Service providers, grant recipients and commission members used Wednesday’s Committee on Health roundtable to praise new investments from the Opioid Abatement Advisory Commission while describing recurring administrative delays and short grant timelines that they said undercut program success.
Chad Jackson, chair of the Opioid Abatement Advisory Commission, told the committee the commission "has received a little over $25,000,000 and disbursed or awarded about half of those dollars." He said the commission has focused awards on programs directly related to reducing opioid use disorder or overdose deaths.
Provider testimony documented multiple problems with timing. Judy Ashburn, vice president of clinical programs at Samaritan Inn, described a successful transitional supportive housing program that opened quickly after a December 2024 award, noting 18 of 19 beds filled almost immediately. But other witnesses said many grantees experienced delays of months before funds were available, forcing compressed start dates and shortened spending periods.
Sums of money and examples cited at the roundtable include a $400,000 award to the Office of the Chief Medical Examiner for forensic toxicology capacity and roughly $250,000 for workforce development, both cited by Jackson. Several provider witnesses said compressed timelines required revision of budgets and reduced program scope: Sum Inc. reported an award timeline that was delayed and resulted in an effective loss of award months and an overall reduced spendable period.
Why this matters: several witnesses said short, one‑year awards or grants that start late make it difficult to build sustainable programs — particularly housing and longer‑term recovery supports. Ashburn said her program expects some people to need 18 months to two years of supportive housing to reach stable footing, and providers asked the commission to consider multi‑year funding or renewals for programs that meet goals.

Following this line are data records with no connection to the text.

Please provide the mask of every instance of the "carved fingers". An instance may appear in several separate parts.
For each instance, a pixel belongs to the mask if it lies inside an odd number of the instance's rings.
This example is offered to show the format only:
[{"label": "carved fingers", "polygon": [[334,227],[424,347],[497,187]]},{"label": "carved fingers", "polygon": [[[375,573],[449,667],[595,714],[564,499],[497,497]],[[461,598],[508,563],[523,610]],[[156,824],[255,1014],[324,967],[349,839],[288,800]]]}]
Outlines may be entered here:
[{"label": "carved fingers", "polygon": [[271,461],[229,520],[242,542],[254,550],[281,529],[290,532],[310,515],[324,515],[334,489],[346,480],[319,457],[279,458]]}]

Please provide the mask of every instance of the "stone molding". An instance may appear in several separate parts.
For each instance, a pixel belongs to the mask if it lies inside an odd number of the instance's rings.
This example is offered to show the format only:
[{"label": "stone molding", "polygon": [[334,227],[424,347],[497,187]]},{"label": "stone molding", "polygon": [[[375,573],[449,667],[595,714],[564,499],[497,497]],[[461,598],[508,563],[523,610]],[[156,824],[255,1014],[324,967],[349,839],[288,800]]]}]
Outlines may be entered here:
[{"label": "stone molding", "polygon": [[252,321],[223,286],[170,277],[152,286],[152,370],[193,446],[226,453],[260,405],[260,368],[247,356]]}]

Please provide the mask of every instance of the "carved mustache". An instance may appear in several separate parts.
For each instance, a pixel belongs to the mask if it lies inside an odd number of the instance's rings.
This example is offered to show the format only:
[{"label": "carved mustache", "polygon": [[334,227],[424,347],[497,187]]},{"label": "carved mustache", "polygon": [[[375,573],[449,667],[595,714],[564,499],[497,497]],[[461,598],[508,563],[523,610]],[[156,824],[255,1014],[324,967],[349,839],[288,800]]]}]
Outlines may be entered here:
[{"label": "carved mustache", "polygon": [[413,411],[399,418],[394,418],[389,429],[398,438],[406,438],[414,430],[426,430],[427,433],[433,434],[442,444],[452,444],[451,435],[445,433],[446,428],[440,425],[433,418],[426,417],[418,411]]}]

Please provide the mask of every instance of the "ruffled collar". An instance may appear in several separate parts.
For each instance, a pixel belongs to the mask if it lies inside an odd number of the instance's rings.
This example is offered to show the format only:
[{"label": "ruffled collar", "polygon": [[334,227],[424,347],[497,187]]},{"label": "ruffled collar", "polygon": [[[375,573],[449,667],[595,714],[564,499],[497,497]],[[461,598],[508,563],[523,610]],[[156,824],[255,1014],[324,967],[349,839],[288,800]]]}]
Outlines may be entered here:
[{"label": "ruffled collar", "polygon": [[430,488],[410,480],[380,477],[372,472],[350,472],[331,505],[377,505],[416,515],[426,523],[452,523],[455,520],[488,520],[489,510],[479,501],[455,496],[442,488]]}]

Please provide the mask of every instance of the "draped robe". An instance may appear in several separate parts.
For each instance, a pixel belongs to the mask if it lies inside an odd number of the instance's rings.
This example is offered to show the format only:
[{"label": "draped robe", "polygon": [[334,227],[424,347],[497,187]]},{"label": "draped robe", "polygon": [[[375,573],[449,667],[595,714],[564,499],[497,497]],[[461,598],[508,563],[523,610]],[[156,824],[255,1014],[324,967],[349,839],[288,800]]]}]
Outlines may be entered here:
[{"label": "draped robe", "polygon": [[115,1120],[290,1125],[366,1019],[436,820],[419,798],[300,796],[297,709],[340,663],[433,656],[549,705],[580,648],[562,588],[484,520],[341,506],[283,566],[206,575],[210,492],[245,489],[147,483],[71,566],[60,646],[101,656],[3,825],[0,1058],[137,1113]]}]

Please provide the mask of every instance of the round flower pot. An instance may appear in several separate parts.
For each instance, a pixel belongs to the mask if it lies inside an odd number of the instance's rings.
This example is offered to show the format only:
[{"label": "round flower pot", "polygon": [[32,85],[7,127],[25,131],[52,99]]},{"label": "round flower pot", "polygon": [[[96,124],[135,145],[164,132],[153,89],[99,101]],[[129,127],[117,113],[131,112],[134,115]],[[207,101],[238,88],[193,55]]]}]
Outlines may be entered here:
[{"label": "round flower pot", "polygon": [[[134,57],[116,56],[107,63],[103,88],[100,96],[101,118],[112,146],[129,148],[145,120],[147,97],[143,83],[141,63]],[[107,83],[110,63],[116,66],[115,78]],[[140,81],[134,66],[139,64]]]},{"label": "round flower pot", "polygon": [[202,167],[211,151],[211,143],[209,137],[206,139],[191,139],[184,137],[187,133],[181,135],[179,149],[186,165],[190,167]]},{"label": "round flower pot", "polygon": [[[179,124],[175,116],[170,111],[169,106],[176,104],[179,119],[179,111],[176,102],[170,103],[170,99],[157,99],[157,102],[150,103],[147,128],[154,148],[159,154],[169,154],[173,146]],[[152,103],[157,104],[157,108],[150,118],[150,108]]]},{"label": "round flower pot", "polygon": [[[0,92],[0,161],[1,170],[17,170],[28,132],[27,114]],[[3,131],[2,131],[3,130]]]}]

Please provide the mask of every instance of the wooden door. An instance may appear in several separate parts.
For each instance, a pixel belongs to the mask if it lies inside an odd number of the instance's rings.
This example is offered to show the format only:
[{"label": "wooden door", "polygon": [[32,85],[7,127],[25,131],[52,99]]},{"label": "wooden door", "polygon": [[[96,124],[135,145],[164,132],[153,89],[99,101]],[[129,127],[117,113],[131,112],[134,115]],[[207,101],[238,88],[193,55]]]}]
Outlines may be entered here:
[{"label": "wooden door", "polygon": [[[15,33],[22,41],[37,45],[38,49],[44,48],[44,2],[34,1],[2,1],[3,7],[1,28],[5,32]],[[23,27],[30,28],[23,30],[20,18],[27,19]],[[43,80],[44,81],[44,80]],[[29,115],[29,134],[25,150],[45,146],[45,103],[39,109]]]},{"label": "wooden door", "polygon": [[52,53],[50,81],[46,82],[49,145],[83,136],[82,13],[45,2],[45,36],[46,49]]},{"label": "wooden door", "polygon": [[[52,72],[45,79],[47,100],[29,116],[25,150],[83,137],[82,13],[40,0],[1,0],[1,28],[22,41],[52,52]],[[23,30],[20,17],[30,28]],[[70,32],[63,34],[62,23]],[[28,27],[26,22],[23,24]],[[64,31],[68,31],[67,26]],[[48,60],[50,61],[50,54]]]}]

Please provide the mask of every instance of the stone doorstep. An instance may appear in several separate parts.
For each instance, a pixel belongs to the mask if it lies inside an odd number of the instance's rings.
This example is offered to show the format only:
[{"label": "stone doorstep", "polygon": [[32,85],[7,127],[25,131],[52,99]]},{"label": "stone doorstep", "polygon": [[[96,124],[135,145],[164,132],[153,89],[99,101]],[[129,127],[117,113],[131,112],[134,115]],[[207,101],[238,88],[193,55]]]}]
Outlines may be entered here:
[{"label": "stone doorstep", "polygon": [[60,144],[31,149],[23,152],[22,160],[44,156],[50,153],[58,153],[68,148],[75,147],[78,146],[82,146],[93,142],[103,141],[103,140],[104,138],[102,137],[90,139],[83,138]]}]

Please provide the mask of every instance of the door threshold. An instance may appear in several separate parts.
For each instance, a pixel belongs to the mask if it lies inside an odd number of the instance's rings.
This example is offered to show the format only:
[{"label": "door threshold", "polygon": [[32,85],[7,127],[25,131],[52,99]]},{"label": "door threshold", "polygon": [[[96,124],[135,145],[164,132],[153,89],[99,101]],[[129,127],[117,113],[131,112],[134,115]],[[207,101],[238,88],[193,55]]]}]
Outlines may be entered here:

Jackson acknowledged operational friction points. He described procurement and internal processing delays and said the Opioid Abatement Office has improved staff capacity but that grant processing still “takes several months to process that grant and get the budgetary requirements put into place.” He said the commission is tracking outcomes and hopes to prioritize successful grantees for follow‑on funding rather than continually running new competitions.
Providers and coalition leaders asked the commission and city to improve transparency and faster disbursement. Several witnesses also urged the Office of Opioid Abatement and Department of Behavioral Health to streamline reporting and technical support so community organizations — many of them small nonprofits — can manage awards without absorbing unrecoverable costs.
Panelists also recommended that the commission direct a portion of funds toward longer‑term infrastructure — for example, reliable transitional housing and workforce supports — rather than only relatively small, short‑term pilot grants.
Ending note: The commission chair and DBH staff told the committee they are refining grant management systems and exploring ways to reduce delays. The committee said it will continue oversight and requested written reports from the commission and DBH on grant timelines and implementation metrics.